Uyanır uyanmaz elimiz ilkin, yastığın altına iliştirdiğimiz sabaha kadar şarj olmuş telefona gider. Bildirimler, mesajlar, hava durumu, belki bir sihirli motto alarmı “Güne iyi başla, üzgün olma, kendini sev, ışığını parlat!”

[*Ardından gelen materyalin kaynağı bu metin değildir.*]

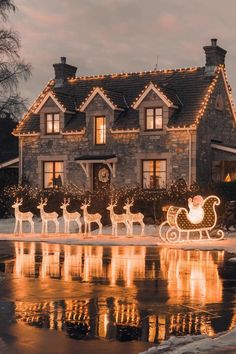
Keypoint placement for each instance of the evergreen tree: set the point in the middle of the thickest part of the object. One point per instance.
(12, 68)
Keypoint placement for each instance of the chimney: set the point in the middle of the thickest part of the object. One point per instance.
(63, 71)
(215, 55)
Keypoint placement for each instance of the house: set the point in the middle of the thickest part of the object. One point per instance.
(8, 152)
(144, 127)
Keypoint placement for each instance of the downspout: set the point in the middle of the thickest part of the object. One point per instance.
(21, 160)
(189, 158)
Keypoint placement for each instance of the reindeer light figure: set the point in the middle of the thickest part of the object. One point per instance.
(90, 218)
(117, 218)
(20, 216)
(46, 217)
(68, 217)
(137, 217)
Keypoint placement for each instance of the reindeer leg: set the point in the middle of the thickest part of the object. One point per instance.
(57, 226)
(20, 226)
(15, 228)
(32, 226)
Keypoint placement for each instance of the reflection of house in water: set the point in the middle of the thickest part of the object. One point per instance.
(191, 275)
(25, 259)
(189, 278)
(127, 264)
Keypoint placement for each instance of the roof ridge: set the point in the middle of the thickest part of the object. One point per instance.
(125, 74)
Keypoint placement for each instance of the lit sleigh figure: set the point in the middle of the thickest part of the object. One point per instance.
(200, 220)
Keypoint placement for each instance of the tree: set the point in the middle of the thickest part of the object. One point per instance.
(12, 68)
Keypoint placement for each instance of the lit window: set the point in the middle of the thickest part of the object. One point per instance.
(53, 174)
(52, 123)
(100, 130)
(154, 174)
(153, 119)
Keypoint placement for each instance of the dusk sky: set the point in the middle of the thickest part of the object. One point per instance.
(109, 36)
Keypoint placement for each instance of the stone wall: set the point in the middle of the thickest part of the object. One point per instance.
(217, 125)
(130, 148)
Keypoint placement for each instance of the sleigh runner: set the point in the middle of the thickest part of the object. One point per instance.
(178, 224)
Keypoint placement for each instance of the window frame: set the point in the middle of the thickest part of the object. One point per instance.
(53, 114)
(96, 130)
(154, 174)
(154, 118)
(54, 186)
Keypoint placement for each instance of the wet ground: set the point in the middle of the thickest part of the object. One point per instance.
(120, 299)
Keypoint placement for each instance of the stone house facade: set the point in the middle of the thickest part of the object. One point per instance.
(146, 128)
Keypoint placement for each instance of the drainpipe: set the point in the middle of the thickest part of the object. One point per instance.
(189, 158)
(21, 161)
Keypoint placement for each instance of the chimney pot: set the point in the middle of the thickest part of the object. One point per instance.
(214, 42)
(63, 60)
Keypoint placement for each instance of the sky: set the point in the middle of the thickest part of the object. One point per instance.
(111, 36)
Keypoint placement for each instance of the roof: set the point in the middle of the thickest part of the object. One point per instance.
(184, 88)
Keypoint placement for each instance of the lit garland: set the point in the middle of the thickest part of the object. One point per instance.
(127, 74)
(34, 105)
(145, 88)
(95, 91)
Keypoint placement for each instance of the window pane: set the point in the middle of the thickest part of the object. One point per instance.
(58, 167)
(160, 165)
(149, 123)
(100, 127)
(48, 180)
(56, 127)
(48, 166)
(49, 126)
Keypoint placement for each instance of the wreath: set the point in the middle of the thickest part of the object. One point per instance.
(103, 175)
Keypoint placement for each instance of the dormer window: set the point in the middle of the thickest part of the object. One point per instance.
(153, 118)
(52, 123)
(100, 130)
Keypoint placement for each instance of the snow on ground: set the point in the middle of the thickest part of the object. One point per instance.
(219, 344)
(150, 237)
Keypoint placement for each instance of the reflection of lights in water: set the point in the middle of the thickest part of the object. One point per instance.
(128, 264)
(50, 261)
(93, 262)
(25, 259)
(191, 274)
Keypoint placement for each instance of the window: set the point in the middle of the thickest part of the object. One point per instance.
(53, 175)
(52, 123)
(153, 119)
(154, 174)
(100, 130)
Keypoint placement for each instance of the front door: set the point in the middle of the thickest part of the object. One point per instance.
(101, 176)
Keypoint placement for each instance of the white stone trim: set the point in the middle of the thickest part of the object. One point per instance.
(50, 95)
(76, 132)
(152, 87)
(224, 148)
(111, 163)
(122, 131)
(229, 94)
(9, 163)
(89, 99)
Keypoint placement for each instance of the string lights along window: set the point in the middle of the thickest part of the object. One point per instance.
(154, 174)
(52, 123)
(100, 130)
(153, 118)
(53, 174)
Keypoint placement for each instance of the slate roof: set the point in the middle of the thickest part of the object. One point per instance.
(185, 88)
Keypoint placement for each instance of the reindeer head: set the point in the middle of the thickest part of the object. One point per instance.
(128, 204)
(17, 203)
(86, 203)
(42, 203)
(65, 203)
(112, 205)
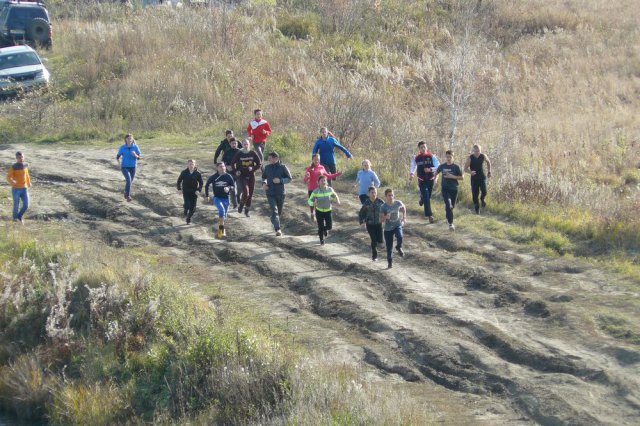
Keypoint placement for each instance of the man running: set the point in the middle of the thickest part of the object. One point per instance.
(224, 145)
(190, 182)
(312, 173)
(321, 199)
(130, 154)
(274, 177)
(221, 183)
(325, 146)
(451, 174)
(227, 159)
(393, 221)
(370, 217)
(259, 130)
(245, 164)
(20, 181)
(473, 166)
(424, 165)
(366, 178)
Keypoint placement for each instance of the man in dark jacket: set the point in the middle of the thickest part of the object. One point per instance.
(190, 182)
(274, 177)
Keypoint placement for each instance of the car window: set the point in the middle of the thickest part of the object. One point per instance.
(21, 59)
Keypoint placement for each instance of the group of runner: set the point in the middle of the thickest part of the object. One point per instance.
(233, 183)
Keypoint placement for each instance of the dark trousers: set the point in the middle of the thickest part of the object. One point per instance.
(129, 174)
(388, 240)
(331, 168)
(190, 202)
(324, 223)
(478, 187)
(449, 196)
(247, 182)
(426, 188)
(276, 202)
(375, 233)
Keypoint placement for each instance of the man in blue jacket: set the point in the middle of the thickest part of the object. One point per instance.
(325, 146)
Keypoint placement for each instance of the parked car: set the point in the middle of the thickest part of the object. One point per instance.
(21, 70)
(25, 23)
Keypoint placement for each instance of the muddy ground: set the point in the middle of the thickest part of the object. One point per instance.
(481, 330)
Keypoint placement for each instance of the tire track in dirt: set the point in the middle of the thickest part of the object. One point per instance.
(444, 336)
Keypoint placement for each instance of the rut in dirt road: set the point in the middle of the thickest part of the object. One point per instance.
(473, 319)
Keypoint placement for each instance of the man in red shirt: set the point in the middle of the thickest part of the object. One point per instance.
(259, 130)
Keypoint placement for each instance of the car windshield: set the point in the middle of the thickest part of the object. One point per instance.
(21, 59)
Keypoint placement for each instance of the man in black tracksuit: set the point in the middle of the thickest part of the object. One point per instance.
(274, 176)
(190, 182)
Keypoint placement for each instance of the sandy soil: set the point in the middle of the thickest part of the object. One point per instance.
(480, 330)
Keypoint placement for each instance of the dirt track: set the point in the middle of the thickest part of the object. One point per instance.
(481, 330)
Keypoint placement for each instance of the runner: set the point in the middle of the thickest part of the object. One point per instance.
(221, 183)
(190, 181)
(393, 222)
(245, 164)
(424, 165)
(366, 178)
(259, 130)
(224, 145)
(311, 176)
(325, 146)
(473, 166)
(370, 217)
(321, 199)
(227, 159)
(20, 181)
(130, 154)
(274, 177)
(451, 174)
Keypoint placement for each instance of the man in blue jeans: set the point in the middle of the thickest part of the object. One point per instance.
(130, 154)
(18, 177)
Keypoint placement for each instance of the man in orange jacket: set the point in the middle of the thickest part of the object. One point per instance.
(20, 181)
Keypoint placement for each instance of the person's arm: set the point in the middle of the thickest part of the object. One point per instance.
(180, 178)
(467, 165)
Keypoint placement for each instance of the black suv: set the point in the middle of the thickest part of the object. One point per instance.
(24, 22)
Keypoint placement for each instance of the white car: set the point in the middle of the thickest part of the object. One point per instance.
(21, 70)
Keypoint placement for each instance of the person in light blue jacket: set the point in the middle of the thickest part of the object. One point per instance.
(366, 178)
(325, 145)
(130, 154)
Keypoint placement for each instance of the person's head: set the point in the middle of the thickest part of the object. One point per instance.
(129, 140)
(274, 157)
(373, 193)
(449, 156)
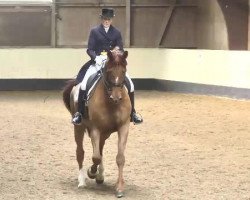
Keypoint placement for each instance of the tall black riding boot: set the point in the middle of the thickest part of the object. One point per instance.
(79, 115)
(134, 117)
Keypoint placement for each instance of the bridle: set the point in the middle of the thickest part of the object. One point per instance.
(109, 85)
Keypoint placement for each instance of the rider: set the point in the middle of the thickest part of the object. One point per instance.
(102, 38)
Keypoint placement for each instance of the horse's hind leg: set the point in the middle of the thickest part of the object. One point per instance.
(120, 159)
(79, 134)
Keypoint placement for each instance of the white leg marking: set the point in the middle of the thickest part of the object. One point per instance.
(82, 178)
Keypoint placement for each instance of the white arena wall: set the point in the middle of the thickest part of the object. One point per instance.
(216, 72)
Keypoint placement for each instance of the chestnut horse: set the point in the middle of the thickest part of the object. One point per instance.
(109, 111)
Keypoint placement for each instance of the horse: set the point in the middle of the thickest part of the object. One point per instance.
(109, 111)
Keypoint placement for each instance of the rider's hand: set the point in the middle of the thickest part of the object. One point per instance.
(98, 60)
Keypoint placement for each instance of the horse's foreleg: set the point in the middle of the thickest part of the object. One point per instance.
(100, 177)
(96, 158)
(120, 158)
(78, 131)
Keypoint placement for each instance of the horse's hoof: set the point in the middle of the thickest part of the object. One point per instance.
(98, 181)
(81, 185)
(119, 194)
(90, 175)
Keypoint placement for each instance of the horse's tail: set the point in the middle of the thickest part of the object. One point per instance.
(66, 93)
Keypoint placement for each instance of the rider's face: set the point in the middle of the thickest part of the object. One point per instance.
(106, 22)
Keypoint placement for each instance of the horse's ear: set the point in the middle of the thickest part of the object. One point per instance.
(125, 54)
(110, 55)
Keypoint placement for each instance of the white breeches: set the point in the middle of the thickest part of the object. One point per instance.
(94, 69)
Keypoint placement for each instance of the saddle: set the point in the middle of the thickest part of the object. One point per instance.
(91, 83)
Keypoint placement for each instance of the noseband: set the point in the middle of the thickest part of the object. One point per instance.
(109, 85)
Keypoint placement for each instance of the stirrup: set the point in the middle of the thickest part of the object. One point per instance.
(136, 118)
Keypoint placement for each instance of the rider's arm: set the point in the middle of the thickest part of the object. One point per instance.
(91, 45)
(119, 42)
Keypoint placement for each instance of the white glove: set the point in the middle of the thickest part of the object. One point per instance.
(98, 60)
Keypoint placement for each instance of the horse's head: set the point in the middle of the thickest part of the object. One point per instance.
(114, 74)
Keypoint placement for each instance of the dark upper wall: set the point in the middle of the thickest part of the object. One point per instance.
(236, 17)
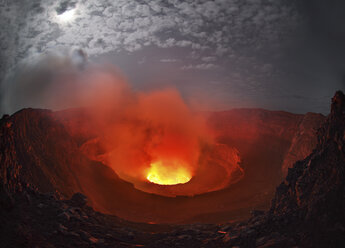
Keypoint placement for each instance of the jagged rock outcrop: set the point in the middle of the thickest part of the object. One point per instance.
(304, 140)
(313, 194)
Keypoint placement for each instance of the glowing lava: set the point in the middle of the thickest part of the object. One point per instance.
(168, 173)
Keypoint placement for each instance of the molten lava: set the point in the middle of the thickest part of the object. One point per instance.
(168, 173)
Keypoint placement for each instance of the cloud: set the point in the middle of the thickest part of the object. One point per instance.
(200, 67)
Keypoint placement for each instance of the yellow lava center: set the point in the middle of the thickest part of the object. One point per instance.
(170, 173)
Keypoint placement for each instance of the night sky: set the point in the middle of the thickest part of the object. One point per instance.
(274, 54)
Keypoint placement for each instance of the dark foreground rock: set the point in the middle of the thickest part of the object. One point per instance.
(307, 210)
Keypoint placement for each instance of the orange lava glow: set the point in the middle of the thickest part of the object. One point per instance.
(168, 173)
(149, 138)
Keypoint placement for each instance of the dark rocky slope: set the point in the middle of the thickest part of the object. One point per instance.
(307, 211)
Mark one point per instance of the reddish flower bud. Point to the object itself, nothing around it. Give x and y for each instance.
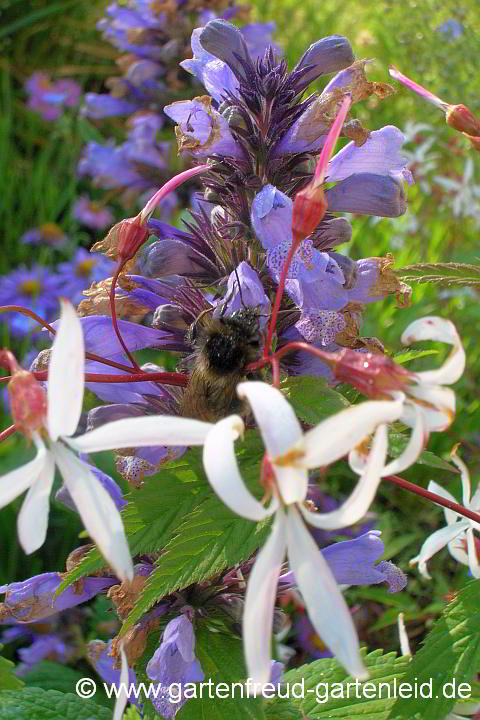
(372, 374)
(29, 402)
(461, 118)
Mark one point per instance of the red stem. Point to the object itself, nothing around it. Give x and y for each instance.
(278, 297)
(178, 379)
(41, 321)
(113, 311)
(433, 497)
(6, 433)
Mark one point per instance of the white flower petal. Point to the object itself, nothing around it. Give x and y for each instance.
(260, 602)
(436, 403)
(457, 548)
(97, 510)
(465, 475)
(275, 417)
(335, 437)
(435, 328)
(355, 507)
(122, 698)
(436, 542)
(222, 470)
(32, 521)
(17, 481)
(450, 515)
(142, 432)
(472, 555)
(65, 375)
(292, 483)
(326, 607)
(413, 449)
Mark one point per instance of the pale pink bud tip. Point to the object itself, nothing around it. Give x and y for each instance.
(29, 402)
(461, 118)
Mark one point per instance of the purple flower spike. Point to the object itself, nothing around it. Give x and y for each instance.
(35, 598)
(226, 42)
(213, 74)
(173, 664)
(327, 55)
(201, 130)
(250, 294)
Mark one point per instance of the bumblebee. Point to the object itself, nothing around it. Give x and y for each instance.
(224, 346)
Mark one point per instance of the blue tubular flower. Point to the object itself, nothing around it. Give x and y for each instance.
(35, 289)
(138, 164)
(49, 99)
(36, 598)
(201, 130)
(62, 495)
(174, 662)
(101, 106)
(352, 562)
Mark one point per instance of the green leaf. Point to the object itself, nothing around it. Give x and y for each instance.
(444, 274)
(8, 681)
(53, 676)
(209, 540)
(451, 652)
(324, 690)
(311, 399)
(37, 704)
(405, 356)
(221, 658)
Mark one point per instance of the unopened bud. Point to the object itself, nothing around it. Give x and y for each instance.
(309, 208)
(29, 402)
(461, 118)
(374, 375)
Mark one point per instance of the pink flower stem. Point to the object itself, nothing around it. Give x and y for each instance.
(7, 433)
(433, 497)
(178, 379)
(41, 321)
(113, 311)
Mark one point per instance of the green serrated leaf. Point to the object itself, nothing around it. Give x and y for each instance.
(53, 676)
(451, 653)
(443, 274)
(324, 690)
(37, 704)
(8, 681)
(209, 540)
(311, 399)
(221, 658)
(407, 355)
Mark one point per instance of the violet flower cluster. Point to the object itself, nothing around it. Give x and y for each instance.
(152, 40)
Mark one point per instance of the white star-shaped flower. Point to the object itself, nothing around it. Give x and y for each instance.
(64, 406)
(428, 405)
(290, 454)
(458, 533)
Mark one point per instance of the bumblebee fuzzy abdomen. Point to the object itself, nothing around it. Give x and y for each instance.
(224, 353)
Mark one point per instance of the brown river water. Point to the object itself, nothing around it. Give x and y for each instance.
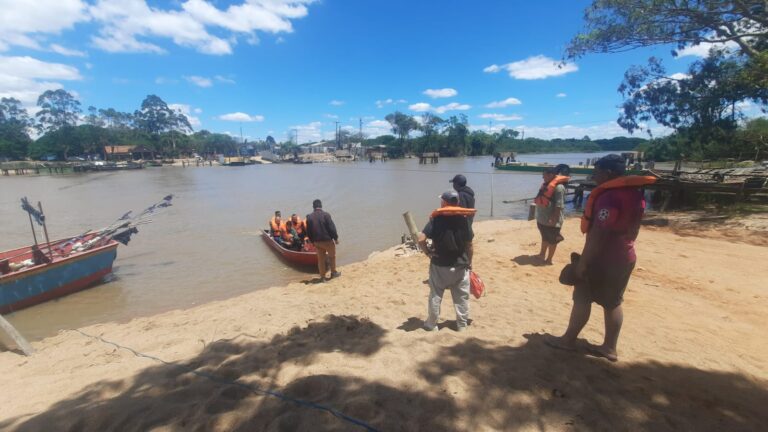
(207, 247)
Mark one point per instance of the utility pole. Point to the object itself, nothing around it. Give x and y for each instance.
(337, 134)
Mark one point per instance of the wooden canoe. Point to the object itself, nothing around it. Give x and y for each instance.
(300, 258)
(69, 271)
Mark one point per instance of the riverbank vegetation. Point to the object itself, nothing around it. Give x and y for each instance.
(65, 131)
(708, 106)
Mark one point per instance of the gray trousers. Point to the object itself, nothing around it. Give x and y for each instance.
(455, 279)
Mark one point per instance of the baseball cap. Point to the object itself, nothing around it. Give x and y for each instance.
(450, 197)
(612, 162)
(458, 180)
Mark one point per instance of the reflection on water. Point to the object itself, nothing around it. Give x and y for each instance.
(207, 246)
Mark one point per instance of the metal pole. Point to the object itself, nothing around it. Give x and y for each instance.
(491, 194)
(32, 226)
(45, 229)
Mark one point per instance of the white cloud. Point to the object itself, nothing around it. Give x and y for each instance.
(66, 51)
(23, 23)
(440, 93)
(420, 107)
(702, 49)
(25, 78)
(501, 117)
(223, 79)
(125, 25)
(505, 103)
(311, 132)
(536, 67)
(241, 117)
(453, 106)
(187, 111)
(382, 103)
(199, 81)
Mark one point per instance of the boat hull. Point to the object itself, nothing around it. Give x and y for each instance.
(63, 276)
(293, 257)
(524, 167)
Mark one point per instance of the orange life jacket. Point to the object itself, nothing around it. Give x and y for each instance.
(548, 190)
(275, 226)
(619, 182)
(285, 234)
(300, 226)
(453, 211)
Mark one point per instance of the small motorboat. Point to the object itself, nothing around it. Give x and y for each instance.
(302, 258)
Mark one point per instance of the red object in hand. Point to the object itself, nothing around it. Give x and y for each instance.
(476, 285)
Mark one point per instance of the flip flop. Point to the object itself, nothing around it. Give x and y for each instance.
(553, 342)
(597, 352)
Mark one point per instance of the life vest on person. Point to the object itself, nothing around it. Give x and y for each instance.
(617, 183)
(547, 191)
(453, 211)
(274, 226)
(299, 225)
(285, 234)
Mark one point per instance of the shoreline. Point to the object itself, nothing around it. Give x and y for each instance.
(690, 354)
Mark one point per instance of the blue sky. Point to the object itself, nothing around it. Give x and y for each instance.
(271, 66)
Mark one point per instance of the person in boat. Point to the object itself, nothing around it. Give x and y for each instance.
(611, 222)
(466, 200)
(321, 232)
(550, 203)
(276, 224)
(289, 237)
(299, 225)
(449, 266)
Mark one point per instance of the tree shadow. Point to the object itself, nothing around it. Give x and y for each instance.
(528, 260)
(535, 386)
(223, 388)
(474, 385)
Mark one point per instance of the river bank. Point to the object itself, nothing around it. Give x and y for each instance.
(691, 354)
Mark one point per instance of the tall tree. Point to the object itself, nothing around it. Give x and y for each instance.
(705, 101)
(155, 117)
(14, 125)
(402, 125)
(58, 108)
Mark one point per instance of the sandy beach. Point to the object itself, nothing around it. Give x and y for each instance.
(691, 354)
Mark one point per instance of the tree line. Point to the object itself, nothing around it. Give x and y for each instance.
(65, 131)
(704, 105)
(453, 137)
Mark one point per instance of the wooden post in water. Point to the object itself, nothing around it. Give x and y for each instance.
(411, 224)
(22, 343)
(45, 229)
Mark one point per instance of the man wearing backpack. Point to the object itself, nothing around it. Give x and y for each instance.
(448, 228)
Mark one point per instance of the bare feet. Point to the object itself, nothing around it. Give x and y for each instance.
(603, 351)
(559, 343)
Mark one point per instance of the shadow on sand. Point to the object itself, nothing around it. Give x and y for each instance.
(501, 387)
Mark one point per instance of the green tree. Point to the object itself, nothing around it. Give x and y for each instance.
(402, 125)
(155, 117)
(14, 125)
(58, 108)
(702, 105)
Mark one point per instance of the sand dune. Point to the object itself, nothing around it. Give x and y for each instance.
(692, 354)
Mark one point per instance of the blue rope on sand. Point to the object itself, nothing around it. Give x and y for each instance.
(252, 389)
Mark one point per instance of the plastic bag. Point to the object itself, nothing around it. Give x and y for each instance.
(476, 285)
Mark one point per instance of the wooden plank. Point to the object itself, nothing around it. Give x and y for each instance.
(22, 343)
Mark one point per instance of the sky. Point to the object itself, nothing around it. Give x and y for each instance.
(285, 67)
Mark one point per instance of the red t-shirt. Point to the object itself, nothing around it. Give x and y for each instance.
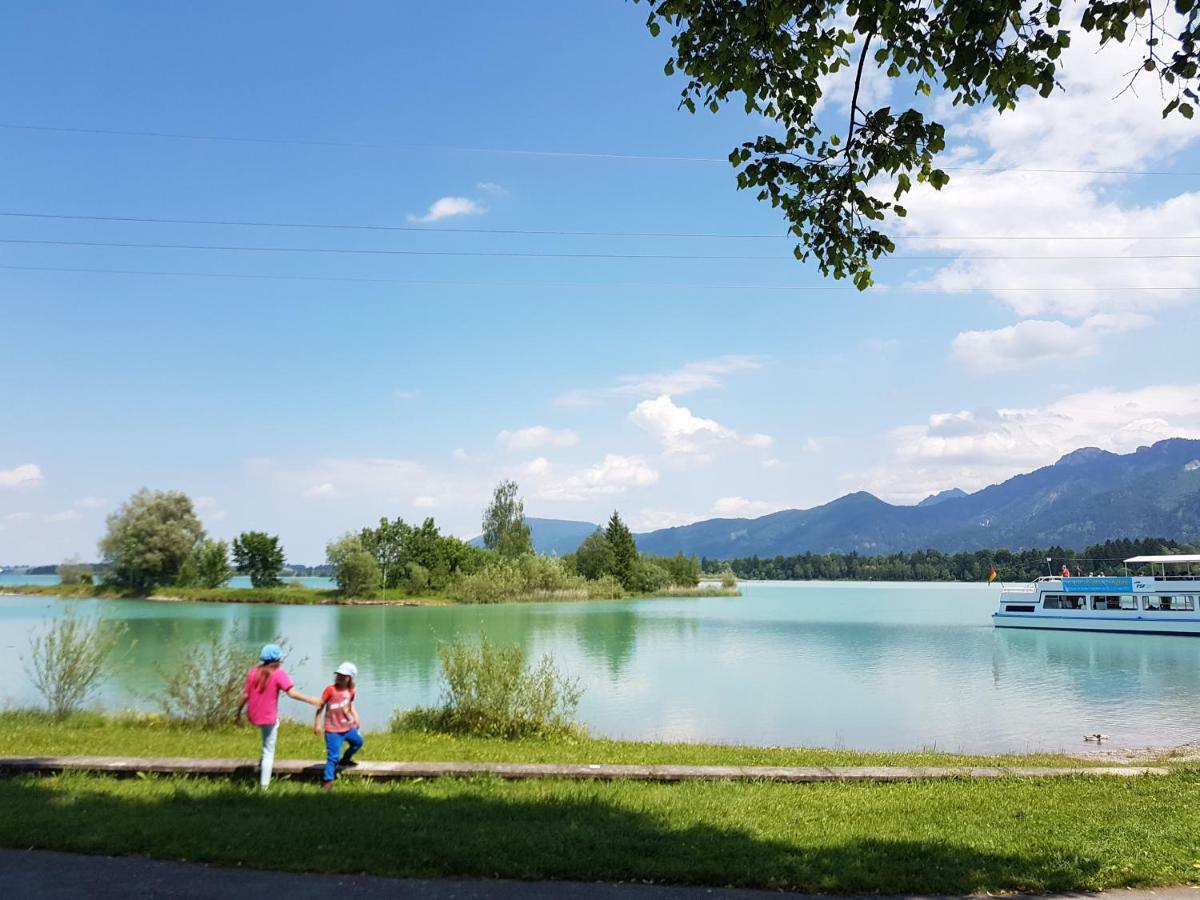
(337, 709)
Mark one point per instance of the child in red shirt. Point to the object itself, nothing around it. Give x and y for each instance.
(341, 721)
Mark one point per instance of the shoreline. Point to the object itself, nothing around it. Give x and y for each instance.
(322, 597)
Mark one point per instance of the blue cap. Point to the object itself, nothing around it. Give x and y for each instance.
(271, 653)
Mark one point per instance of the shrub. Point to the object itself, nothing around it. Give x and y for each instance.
(647, 576)
(208, 567)
(204, 688)
(355, 570)
(491, 691)
(67, 659)
(75, 571)
(417, 579)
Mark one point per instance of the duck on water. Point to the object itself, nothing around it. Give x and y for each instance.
(1164, 601)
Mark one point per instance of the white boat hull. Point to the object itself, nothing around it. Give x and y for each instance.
(1167, 624)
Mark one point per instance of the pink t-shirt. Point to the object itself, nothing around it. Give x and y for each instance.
(263, 707)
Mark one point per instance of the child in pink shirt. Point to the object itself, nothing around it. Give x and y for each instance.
(341, 721)
(261, 700)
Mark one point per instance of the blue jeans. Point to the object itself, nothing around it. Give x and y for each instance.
(334, 741)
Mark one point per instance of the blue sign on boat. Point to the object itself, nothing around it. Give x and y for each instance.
(1116, 585)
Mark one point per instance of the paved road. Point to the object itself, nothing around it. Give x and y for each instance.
(66, 876)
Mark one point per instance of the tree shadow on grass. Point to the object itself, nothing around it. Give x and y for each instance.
(487, 829)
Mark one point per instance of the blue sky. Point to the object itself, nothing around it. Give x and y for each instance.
(670, 389)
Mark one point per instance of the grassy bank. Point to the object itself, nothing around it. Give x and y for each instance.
(301, 594)
(957, 837)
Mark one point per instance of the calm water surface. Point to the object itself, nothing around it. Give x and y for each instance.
(863, 666)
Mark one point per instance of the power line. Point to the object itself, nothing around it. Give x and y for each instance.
(547, 255)
(690, 286)
(525, 151)
(561, 232)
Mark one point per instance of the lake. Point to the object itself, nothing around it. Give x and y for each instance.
(861, 666)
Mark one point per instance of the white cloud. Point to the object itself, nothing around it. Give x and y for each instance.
(537, 436)
(682, 432)
(1038, 341)
(972, 449)
(1084, 126)
(23, 477)
(742, 508)
(701, 375)
(537, 467)
(652, 520)
(448, 208)
(613, 475)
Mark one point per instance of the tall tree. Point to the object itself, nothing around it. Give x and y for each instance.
(504, 527)
(149, 538)
(259, 556)
(833, 183)
(624, 550)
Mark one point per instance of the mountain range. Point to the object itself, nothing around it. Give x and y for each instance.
(1089, 496)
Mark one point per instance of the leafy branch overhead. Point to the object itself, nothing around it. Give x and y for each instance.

Antik yerleri gezerken -mesleki deformasyon olsa gerek- zihnime takılı olan bir soru ile dolanırım “Nasıl ve neden inanıyorlardı?”. Bu soru, beni her kalıntıda bir anlam arama telaşına iter. Tapınaklar, sunaklar, dua tabletleri daha fazla etkiler beni. Şunu hayal ederim; ilkel bir insan, sabah uyandığında gökyüzüne bakardı. Güneş doğmuşsa hayat devam ediyordur, ateş sönmemişse tanrı korumuştur. Geceden kalma bir rüyada ruhlardan işaret alındıysa o gün doğa ona konuşacaktır. Her şeyin bir anlamı, her sesin bir büyüsü vardır. Dünya canlıdır ve Tanrı uzakta değil, tam da buradadır.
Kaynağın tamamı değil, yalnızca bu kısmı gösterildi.